Methods: All admission episodes were reviewed and those receiving dialysis with the Belfast City Hospital Programme were identified over a 5 year period from January 2001 to December 2005. This tertiary referral centre provides dialysis services for a population of approximately 700?000 and additional specialist renal services for the remainder of Northern Ireland. The frequency and duration of hospitalisation, and contribution to bed day occupancy of haemodialysis patients, was determined and compared to other common conditions which are known to be associated with high bed occupancy. In addition, the pattern and timing of admissions in dialysis patients in relation to their dialysis initiation date was assessed.
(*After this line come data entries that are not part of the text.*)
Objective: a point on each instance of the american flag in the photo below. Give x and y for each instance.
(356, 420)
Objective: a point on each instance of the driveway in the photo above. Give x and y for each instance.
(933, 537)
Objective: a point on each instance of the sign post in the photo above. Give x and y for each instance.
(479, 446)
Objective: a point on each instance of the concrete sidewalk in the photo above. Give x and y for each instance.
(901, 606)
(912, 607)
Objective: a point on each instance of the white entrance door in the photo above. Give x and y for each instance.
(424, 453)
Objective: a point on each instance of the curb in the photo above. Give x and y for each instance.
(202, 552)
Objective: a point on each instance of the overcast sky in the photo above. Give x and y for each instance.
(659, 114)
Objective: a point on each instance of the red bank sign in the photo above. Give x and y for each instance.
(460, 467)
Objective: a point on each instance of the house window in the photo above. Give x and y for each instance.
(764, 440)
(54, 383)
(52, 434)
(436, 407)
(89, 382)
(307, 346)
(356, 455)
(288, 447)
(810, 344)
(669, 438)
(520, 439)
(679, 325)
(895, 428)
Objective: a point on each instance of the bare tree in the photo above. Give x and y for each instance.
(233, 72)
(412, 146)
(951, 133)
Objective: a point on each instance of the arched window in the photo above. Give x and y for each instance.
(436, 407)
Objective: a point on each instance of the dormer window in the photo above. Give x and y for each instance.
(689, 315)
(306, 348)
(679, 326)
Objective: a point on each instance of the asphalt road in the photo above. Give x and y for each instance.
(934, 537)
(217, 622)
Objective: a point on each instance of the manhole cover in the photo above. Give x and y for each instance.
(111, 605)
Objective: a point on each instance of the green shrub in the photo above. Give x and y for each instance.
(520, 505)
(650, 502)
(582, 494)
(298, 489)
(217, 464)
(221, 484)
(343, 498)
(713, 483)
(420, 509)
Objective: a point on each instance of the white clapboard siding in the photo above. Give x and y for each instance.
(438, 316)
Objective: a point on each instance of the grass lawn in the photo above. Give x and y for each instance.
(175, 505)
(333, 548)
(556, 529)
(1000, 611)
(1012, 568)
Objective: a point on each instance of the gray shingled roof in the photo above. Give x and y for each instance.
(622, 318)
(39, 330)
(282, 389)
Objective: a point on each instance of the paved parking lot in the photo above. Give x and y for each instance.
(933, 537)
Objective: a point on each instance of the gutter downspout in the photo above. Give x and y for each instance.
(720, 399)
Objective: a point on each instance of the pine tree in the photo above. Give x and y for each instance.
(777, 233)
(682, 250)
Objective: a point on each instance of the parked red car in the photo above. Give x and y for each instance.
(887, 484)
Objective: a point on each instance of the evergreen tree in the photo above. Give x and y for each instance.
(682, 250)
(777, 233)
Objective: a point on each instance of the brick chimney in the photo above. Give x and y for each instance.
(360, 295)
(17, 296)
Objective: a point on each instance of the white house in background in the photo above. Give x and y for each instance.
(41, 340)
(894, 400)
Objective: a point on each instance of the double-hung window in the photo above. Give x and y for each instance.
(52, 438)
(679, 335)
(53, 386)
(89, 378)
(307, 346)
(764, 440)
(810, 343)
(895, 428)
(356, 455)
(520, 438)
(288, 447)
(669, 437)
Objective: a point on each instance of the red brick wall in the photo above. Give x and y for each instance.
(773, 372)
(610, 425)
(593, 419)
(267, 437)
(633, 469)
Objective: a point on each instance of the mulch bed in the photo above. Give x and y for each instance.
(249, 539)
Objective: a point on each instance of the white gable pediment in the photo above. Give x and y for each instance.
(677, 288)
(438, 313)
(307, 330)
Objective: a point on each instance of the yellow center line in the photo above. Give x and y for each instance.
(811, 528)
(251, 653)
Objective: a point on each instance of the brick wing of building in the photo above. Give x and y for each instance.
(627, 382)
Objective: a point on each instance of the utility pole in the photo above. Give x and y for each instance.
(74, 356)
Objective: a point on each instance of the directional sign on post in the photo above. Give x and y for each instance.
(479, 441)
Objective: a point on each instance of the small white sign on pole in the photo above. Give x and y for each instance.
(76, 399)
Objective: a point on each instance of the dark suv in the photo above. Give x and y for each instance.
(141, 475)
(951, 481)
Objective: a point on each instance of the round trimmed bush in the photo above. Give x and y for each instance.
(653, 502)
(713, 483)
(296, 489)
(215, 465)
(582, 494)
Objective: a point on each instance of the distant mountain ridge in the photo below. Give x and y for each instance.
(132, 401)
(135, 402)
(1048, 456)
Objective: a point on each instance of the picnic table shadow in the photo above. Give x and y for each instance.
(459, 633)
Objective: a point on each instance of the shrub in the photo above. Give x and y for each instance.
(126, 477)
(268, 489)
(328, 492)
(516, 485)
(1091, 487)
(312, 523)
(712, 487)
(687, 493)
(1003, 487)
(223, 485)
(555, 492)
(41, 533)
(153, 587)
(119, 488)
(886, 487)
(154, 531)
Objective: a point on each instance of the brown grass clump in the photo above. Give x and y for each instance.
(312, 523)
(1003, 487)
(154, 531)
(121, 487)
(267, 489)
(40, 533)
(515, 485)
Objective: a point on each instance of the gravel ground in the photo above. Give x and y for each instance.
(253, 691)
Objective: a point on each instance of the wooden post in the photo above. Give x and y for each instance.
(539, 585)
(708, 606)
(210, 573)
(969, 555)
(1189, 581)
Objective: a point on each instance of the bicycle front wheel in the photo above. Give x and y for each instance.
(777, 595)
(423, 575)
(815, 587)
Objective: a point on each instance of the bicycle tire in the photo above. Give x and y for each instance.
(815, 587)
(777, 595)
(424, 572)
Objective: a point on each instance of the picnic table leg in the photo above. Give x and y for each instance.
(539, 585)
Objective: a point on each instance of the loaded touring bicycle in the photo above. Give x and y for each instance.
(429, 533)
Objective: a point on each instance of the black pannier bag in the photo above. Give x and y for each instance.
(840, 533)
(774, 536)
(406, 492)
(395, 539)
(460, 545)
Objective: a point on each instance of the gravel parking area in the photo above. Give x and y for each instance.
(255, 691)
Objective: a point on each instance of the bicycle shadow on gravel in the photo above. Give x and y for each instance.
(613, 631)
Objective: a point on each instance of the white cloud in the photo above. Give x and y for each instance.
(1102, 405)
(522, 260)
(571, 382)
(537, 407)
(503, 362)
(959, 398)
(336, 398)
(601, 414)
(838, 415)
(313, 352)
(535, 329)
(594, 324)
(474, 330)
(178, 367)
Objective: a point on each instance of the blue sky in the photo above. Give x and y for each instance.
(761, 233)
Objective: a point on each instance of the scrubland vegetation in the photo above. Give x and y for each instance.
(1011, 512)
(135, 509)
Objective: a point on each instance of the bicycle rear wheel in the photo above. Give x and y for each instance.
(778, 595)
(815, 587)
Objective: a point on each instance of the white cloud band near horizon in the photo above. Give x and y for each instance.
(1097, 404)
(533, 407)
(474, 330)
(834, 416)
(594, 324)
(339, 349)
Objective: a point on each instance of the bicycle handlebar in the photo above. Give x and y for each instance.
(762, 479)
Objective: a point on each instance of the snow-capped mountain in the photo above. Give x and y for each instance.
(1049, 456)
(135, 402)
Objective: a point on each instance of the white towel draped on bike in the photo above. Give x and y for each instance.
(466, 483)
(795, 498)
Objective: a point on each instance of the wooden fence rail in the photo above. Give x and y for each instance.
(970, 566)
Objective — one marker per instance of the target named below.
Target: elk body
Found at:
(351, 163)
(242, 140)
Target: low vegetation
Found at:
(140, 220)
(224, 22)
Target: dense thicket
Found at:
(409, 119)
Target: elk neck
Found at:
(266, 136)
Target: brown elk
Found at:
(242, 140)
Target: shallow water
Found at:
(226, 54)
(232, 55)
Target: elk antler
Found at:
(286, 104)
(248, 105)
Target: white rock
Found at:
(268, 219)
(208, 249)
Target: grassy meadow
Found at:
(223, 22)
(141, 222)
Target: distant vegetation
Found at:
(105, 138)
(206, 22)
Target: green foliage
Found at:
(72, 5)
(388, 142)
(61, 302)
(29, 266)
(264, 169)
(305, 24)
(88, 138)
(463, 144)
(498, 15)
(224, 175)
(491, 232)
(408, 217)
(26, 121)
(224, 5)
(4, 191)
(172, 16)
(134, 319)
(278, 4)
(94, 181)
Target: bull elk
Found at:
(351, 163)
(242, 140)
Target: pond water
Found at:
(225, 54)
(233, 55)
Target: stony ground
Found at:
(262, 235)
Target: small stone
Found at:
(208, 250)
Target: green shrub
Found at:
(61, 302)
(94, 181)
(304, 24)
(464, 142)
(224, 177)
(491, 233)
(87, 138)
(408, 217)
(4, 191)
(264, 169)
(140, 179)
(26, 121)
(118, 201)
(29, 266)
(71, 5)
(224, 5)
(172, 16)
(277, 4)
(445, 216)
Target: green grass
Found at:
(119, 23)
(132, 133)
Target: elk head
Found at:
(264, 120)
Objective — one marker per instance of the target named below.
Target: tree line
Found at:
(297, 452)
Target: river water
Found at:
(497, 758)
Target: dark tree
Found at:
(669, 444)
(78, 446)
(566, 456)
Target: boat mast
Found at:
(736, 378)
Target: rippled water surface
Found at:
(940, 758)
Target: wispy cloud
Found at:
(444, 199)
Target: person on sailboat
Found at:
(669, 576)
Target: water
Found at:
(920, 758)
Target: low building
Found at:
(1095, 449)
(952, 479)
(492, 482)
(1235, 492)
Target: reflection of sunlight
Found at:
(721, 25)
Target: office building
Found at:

Results: Over the 5 year study period, 798 haemodialysis patients were admitted a total of 2882 times. These accounted for 2.5% of all admissions episodes; the median number of admissions for these patients was 3 (2–5) which compared with 1 (1–2) for non-dialysis patients. The majority of first hospitalisations (54%) were within 100 days before or after commencement of maintenance dialysis therapy. In all clinical specialties the median length of stay for haemodialysis patients was significantly longer than for patients not on haemodialysis (p=0.004). In multivariate analysis with adjustment for age, gender, and other clinically relevant diagnostic codes, maintenance haemodialysis patients stayed on average 3.75 times longer than other patient groups (ratio of geometric means 3.75, IQR 3.46–4.06).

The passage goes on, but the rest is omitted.